Everyone runs into situations, both within and out of their control, when they need extra time to finish an assignment. I will be using the "late day token" system, which functions kind of like "sick days" in the real world. It gives you control over these situations and avoids the unpleasant conversations where you try to convince me you deserve more time. Here's how it works:
- Each of you gets four (4) late day tokens. Each token lets you turn in one assignment one day late.
- You can budget them in different ways: 4 assignments 1 day late, 1 assignment 4 days late, etc. -- but tokens must be used whole (they cannot be split into pieces).
- You don't need explain why you're using tokens. That's the beauty! However, you must tell me when you're using tokens. If you just turn assignments in late without telling me, I will apply a steep penalty.
- I'm not a real stickler for deadline times, so you don't need to waste a token if you turn in an assignment 15 minutes after the deadline. But if you're going to turn it in any time the next day you will need to use a token.
- Once you have used up your tokens, you must turn assignments in on time. The late penalty will be 50% for each day late (in other words, two days late and it is a zero).
- There are, of course, exceptions for exceptional circumstances. You know what I'm talking about -- death in the family, illness or injury requiring hospitalization, etc.

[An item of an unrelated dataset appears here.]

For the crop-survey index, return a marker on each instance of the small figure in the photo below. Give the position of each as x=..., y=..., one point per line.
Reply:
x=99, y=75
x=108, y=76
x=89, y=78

My advice: if you're having trouble get help early. We have a boatload of TAs who can help you with any topic or assignment. If you start early you'll be able to enlist their help before you get into trouble and need to burn up late day tokens.
Students in this class are encouraged to discuss the programming assignments, but each student must produce his or her solutions completely independently. Specifically, you may verbally discuss problems, issues, and ideas, but you may not write anything down together. In addition, I ask that you document, in your code, anyone with whom you discussed the assignments.
Academic misconduct (also known as "cheating") is a very serious issue at Tufts. As a member of the University community, I am obligated to report any incidents. The consequences are painful for everyone involved. For more details, see the Tufts brochure on academic conduct: http://uss.tufts.edu/dosa/publications/documents/integrity.pdf
The most common reason for cheating is becoming overwhelmed by the work. Every one of us has been in this situation, and we're more than willing to help you if you feel like you're in trouble. Please, please come to us before you get into a situation where you're tempted to take someone elses solution.